Civil RightsHistory

William J. Simmons

Once described as “Dixieland apartheid’s number-one organization man,” William James Simmons was best known for his leadership as an administrator in the influential Citizens’ Council, an organization that fought to keep blacks and whites in separate schools.

Simmons was born in the small town of Utica, Mississippi, on 7 July 1916. His family moved to Jackson when he was eight years old, and his father became one of Jackson’s most prominent bankers. Simmons attended Millsaps College before graduating from Mississippi College in 1937. He traveled extensively in Europe and South America and studied at the Institut de Touraine in France, prior to World War II. He served in the war with the Royal Engineers of the British Army in the British West Indian Command and with the US State Department in Washington, D.C. Before his involvement with the Citizens’ Council, Simmons established several brief business ventures primarily in the fruit and vegetable brokerage industry. However, he found little financial success in these endeavors.
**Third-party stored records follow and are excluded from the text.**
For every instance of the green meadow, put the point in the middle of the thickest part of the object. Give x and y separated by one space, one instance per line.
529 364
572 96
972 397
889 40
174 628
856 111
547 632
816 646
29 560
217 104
Simmons lived in New Orleans for nearly a decade before returning to Jackson in 1954, the same year that the US Supreme Court ruled school segregation unconstitutional in Brown v. Board of Education. Soon thereafter, Robert “Tut” Patterson organized the first Citizens’ Council in the Mississippi Delta town of Indianola, and Simmons joined forces with Patterson in the spring of 1955, when they organized a meeting in the lobby of the King Edward Hotel in downtown Jackson to discuss the expansion of the Council’s scope of influence into the capital city.

The Council sought to maintain the system of legal segregation, and its motto focused on states’ rights: “Dedicated to the maintenance of peace, good order, and domestic tranquility in our community and in our state and to the preservation of our States’ Rights.” Simmons became a card-carrying member, and he published the first issue of the organization’s journal, Citizens’ Council, in October 1955.
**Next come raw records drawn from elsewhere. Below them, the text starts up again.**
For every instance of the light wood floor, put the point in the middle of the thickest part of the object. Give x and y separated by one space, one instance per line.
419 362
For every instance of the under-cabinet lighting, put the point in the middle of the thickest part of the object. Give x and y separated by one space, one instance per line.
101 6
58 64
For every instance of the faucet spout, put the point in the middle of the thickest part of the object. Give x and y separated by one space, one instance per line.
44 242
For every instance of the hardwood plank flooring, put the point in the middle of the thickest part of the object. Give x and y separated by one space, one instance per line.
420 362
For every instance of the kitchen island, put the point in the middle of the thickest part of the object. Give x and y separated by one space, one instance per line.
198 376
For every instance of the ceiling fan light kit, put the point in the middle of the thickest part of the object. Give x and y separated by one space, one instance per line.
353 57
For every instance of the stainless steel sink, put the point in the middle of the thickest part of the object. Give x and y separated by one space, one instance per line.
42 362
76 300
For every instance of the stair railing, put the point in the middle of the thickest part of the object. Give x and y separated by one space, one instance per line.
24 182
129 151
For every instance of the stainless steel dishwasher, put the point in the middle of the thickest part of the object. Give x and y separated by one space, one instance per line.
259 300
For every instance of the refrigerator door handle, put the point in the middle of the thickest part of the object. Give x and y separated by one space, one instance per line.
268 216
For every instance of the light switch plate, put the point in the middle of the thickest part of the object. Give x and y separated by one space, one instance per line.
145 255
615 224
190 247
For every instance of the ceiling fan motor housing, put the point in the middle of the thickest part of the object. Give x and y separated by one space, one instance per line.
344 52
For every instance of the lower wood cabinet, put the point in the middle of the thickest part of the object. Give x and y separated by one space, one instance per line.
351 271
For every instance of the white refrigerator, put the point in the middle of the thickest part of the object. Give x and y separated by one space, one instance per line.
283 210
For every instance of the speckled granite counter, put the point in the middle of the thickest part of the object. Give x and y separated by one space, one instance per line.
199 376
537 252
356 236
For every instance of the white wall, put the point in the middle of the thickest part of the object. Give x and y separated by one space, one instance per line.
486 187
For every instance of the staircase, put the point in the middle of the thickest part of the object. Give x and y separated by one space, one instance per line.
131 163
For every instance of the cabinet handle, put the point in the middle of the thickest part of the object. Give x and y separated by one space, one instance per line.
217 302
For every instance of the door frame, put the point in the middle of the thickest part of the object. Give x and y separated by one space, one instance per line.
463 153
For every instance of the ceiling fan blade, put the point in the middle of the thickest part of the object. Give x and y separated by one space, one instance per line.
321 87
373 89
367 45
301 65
Simmons went on to devote himself full-time to the council. When the Citizens’ Councils of America moved its headquarters to Jackson in 1960, Simmons became the organization’s de facto head, serving as the editor and publisher of the Citizen, as an administrator for Citizens’ Councils of America, and as president of the Citizens’ Council Forum. He was also a founder and president of the Council School Foundation, working to enhance the private school movement in Jackson with the establishment of Council schools.

Simmons retired from his duties with the Citizens’ Council in 1990. He subsequently ran a bed and breakfast, served as president of the Downtown Jackson Association, and was active in the Jackson Chamber of Commerce and the Sons of Confederate Veterans. He died on 24 November 2007.